New NGC 6440 transient declining rapidly
ATel #2143; C. O. Heinke, S. A. Budac (Univ. of Alberta), D. Altamirano, M. Linares, R. Wijnands (Univ. of Amsterdam), H. N. Cohn, P. M. Lugger (Indiana Univ.), T. E. Strohmayer (NASA/GSFC), M. Servillat and J. E. Grindlay (Harvard Univ.)
on 1 Aug 2009; 00:08 UT
Distributed as an Instant Email Notice Request For Observations
Credential Certification: Craig Heinke (cheinke@virginia.edu)
Subjects: X-ray, Request for Observations, Binary, Globular Cluster, Neutron Star, Transient
The new transient LMXB in NGC 6440 (CXOGlb J174852.7-202124; Atel #2139) is declining rapidly. RXTE observed NGC 6440 on July 30 (18:47 to 19:26 TT). The PCA top-layer spectrum is well fit with an absorbed power-law of photon index 2.2+-0.1, with N_H set to 6e21 cm^-2 (as found by Chandra). The inferred 0.5-10 keV luminosity is 4e35 ergs/s, a decline by a factor of 3.5 from the Chandra observation ~2 days earlier. Swift observed on July 31 (4:55 to 6:22 TT). An absorbed power-law fit with N_H fixed finds a photon index 2.1+-0.4 and L_X of 3.3+-0.6e34 ergs/s, approaching quiescence.

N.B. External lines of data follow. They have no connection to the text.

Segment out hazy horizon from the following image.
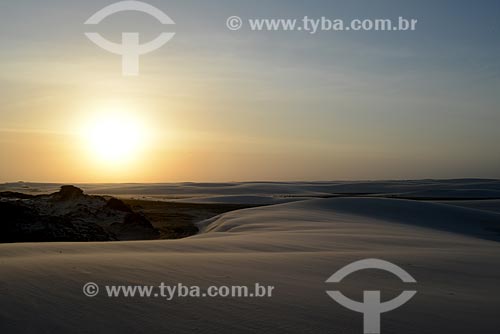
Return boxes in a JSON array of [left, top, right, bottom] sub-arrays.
[[0, 0, 500, 183]]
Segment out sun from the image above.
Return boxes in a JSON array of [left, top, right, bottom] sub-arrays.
[[84, 111, 145, 165]]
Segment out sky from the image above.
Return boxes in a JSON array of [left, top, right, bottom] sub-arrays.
[[0, 0, 500, 183]]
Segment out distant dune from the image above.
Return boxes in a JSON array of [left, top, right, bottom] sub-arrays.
[[0, 180, 500, 334]]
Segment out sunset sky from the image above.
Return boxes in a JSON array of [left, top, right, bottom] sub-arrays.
[[0, 0, 500, 182]]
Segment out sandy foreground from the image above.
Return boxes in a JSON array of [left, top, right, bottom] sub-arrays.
[[0, 184, 500, 334]]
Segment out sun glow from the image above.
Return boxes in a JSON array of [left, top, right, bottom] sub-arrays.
[[84, 105, 146, 166]]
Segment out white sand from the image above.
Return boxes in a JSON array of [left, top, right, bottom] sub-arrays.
[[0, 192, 500, 334]]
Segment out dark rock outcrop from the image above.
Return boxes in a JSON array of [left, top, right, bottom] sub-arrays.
[[0, 186, 158, 242]]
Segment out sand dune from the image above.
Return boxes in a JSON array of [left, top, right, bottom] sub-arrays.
[[0, 194, 500, 334]]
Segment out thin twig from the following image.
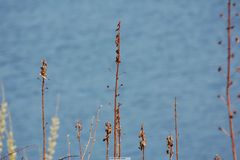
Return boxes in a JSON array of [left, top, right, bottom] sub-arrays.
[[226, 0, 237, 160], [103, 122, 112, 160], [114, 21, 121, 159], [40, 60, 47, 160]]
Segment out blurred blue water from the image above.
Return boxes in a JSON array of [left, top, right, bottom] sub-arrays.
[[0, 0, 240, 160]]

Galactic Center bulge scans with the RXTE PCA indicated possible low-level activity at the beginning of June (~3 mCrab). A Swift XRT observation June 4 found Lx=1.5e34 ergs/s at position RA=17h48m52.7s, Dec=-20:21:24, error 5" (consistent with the new transient), then a June 11 Swift XRT observation found Lx~6e33 ergs/s, consistent with emission from the other cluster sources. A measurement of 7 mCrab by the RXTE/PCA bulge scan on July 28 was the first sign of this outburst. Thus the new transient appears to have undergone two outbursts, both faint and short. We encourage ground-based optical/IR observations within the next few days.
We thank Jean Swank and the Swift team for rapidly scheduling the RXTE and Swift observations respectively, and Craig Markwardt for making the Galactic Center Bulge Scan results rapidly available.